【9月18日 AFP】F1に参戦しているマクラーレン・メルセデス(McLaren-Mercedes)のロン・デニス(Ron Dennis)代表は17日、ベルギーGP(Belgian Grand Prix 2007)決勝で所属するフェルナンド・アロンソ(Fernando Alonso)がチームメイトであるルイス・ハミルトン(Lewis Hamilton)のコースを塞ぎ、その結果コースアウトしたハミルトンがアロンソを批判したことについて言及し、この件を特に問題視しない姿勢を明らかにした。

 ドライバーズランキングで首位に立ち4番グリッドからスタートしたハミルトンは、レース開始直後の第1コーナーで3番グリッドからスタートのアロンソにコースを塞がれ、結果としてコースアウトしたハミルトンは、その後盛り返すことができず4位で終え、3位を獲得したアロンソにドライバーズポイントで2ポイント差に詰め寄られた。

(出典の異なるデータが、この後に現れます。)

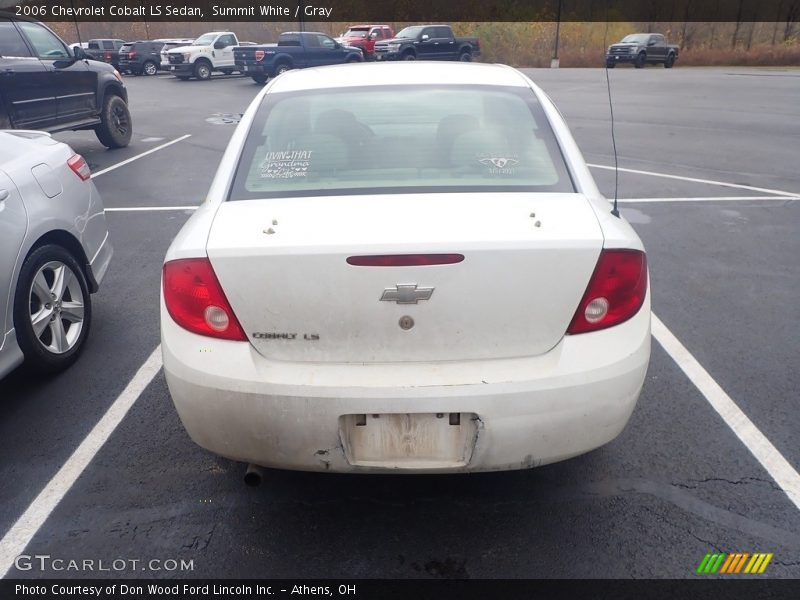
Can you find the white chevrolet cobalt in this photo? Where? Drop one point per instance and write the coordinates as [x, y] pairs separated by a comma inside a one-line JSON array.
[[398, 269]]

レースはフェラーリ(Ferrari)のキミ・ライコネン(Kimi Raikkonen)がポール・トゥ・ウィンで優勝を飾ったが、その後の話題は必要以上にコースを塞いだとしてハミルトンがアロンソがに激怒したことに集中していた。

 この件に関してロン・デニス代表は「全く心配していない。彼らはレースをしている。もし2台が違うチーム同士のことだったら問題視したりしないだろう。全く問題ない。フェルナンドとルイスのように年間王者を争う偉大なドライバーがチームに2人もいれば、ベルギーGPのコーナーで見られたような駆け引きは起こり得ることであり、それは彼らが強い競争心を有している結果であると言える」とコメントし、アロンソのコース取りが許容範囲内であったとしてこの件を問題視しない構えを見せた。

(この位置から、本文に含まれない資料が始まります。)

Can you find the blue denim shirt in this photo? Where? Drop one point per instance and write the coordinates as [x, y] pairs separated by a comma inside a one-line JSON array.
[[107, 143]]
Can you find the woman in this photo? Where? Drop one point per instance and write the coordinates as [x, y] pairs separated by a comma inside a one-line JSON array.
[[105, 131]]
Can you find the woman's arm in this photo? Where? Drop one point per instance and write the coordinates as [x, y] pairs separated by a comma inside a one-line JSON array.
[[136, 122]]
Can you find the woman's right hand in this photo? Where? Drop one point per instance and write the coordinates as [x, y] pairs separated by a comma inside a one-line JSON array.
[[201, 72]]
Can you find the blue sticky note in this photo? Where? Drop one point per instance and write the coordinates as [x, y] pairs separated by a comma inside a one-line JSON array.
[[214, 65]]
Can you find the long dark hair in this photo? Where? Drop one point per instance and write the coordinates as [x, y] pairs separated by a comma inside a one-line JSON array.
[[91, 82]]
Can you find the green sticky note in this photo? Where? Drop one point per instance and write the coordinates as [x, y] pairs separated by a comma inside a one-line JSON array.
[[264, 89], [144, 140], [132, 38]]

 これに対し異なる見解を示しているハミルトンは「過去2、3年F1を見ているが、フェルナンドは常に自分が平等に扱われていないと不平を漏らしていた。だが彼は僕の走行を邪魔してコースアウトさせた。間違いなく故意だった。この目で見たんだ。もし僕がコースアウトせずにあのままポジションをキープしていたら衝突していただろう。これがフェアだとは思えない。コース上では全レーサーが余裕を持って走行していたのに、僕は何とかしてコースアウトして接触を逃れたのだから」と、アロンソのベルギーGPでの行為は不当なものであり偽善的であると主張している。

 なお、アロンソは「我々は3番グリッドと4番グリッドからスタートしたので、第1コーナーに同じタイミングで到着したのは単なる偶然だった」と一貫してこの件がどのような意味においても論争に値するものではないとしており、ロン・デニス代表と同様に日常的に起こる出来事だと異論を唱えた。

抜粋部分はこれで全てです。